Centre County’s four Court of Common Pleas judges gathered Tuesday for an unofficial state-of-the-courts address.
President Judge Thomas King Kistler and Judges Bradley P. Lunsford, Pamela A. Ruest and Jonathan D. Grine fielded questions from local elected officials, business leaders and others during a forum early Tuesday.
The event, part of the Chamber of Business and Industry of Centre County’s Business Before Hours series, gave the judges the chance to update the community on what they have been working on and the status of the county court.
Kistler said he is often asked whether officials are considering adding another judge and courtroom or restructuring the local court system.
“I think the answer to both of those things right now is no,” Kistler said.

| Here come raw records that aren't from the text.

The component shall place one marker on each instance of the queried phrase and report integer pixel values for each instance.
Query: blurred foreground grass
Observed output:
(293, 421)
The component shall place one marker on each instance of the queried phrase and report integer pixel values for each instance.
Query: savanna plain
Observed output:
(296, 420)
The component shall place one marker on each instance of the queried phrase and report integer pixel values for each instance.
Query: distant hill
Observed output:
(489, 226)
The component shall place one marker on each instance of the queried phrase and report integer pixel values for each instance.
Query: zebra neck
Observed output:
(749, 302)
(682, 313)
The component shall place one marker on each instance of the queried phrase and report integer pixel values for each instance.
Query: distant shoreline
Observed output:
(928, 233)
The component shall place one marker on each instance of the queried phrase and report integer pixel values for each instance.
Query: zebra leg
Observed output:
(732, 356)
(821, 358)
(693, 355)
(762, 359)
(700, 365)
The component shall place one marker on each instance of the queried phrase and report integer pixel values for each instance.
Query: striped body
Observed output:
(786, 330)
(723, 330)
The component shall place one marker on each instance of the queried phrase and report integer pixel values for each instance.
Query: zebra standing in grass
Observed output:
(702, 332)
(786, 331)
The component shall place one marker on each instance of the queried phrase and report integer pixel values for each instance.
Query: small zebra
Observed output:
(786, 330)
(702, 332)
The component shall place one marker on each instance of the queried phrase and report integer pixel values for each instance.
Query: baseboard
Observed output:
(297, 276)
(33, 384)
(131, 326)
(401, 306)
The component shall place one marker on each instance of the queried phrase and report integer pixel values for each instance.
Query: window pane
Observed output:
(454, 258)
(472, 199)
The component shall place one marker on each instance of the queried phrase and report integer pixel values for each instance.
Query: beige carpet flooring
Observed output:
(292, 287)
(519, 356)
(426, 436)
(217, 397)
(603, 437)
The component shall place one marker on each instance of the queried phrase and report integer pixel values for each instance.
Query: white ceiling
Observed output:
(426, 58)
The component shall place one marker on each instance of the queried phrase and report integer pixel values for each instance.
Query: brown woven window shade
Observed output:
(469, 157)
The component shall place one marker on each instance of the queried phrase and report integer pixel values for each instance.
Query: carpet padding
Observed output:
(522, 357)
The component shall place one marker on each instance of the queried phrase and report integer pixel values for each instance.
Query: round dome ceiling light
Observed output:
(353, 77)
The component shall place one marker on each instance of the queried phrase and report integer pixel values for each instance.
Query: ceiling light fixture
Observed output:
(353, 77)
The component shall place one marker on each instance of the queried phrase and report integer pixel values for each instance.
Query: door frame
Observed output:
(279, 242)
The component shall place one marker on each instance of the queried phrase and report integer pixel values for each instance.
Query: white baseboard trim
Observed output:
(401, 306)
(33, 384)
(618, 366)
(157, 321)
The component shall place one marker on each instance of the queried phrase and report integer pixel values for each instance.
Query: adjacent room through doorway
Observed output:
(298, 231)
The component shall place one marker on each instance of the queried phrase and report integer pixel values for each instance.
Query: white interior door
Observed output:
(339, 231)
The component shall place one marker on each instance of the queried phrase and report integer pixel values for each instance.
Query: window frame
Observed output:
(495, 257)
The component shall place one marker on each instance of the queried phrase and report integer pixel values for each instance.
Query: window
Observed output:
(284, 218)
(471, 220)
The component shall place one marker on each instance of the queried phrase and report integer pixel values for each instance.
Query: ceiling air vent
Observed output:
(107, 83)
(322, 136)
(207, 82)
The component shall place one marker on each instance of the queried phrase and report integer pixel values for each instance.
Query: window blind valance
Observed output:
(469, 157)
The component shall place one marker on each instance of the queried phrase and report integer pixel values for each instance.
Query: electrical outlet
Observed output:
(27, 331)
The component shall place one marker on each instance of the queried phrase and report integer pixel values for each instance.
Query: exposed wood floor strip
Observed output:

He said there is neither space in the courthouse, nor adequate case load to justify another judge position now, but added that caseloads are projected to expand.
“You see some things that are coming,” Kistler said. “We see some things coming that are going to indicate caseloads will continue to expand.”
For now Kistler said the judges will continue “humming along as a four person court.”
That system that was put to the test last year with the Jerry Sandusky trial, which garnered national media attention, and the trial for three Eastern European defendants charged in a violent crime and robbery spree happening at the same time.
“When we need to, we can bring a pretty organized game,” Kistler said.
Lunsford said, however, the the county would like to have an additional courtroom, partly to help during Central Court, when one courtroom is used by district judges for preliminary hearings.
But what the system really needs, according to Lunsford, is more space for the county’s Probation Department and District Attorney’s Office.
Lunsford said that space could come from the Temple Court Building, located next to the Courthouse Annex, which the county has purchased. Renovations of the building have yet to begin.
“We do need to expand, and that’s just a product of the expansion of the court system and the overall population,” Lunsford said.
Ruest and Grine said the county is eyeing a mental health court, similar to the DUI court program that Lunsford oversees.
When asked about a drug court, Lunsford said the county has studied the issue and found they could not justify the costs, at least for now.
“This community continues to grow,” Lunsford said. “When we see more and more HUD housing and you see folks who own those housing projects advertising in big city newspapers ... you’re going to see more influx of heroin, crack, coke and perhaps meth.
“We’ve been fortunate to not have ... that because of an educated population and perhaps because of geography,” he said. “But as we become more accessible to outside influences that’s going to happen more.”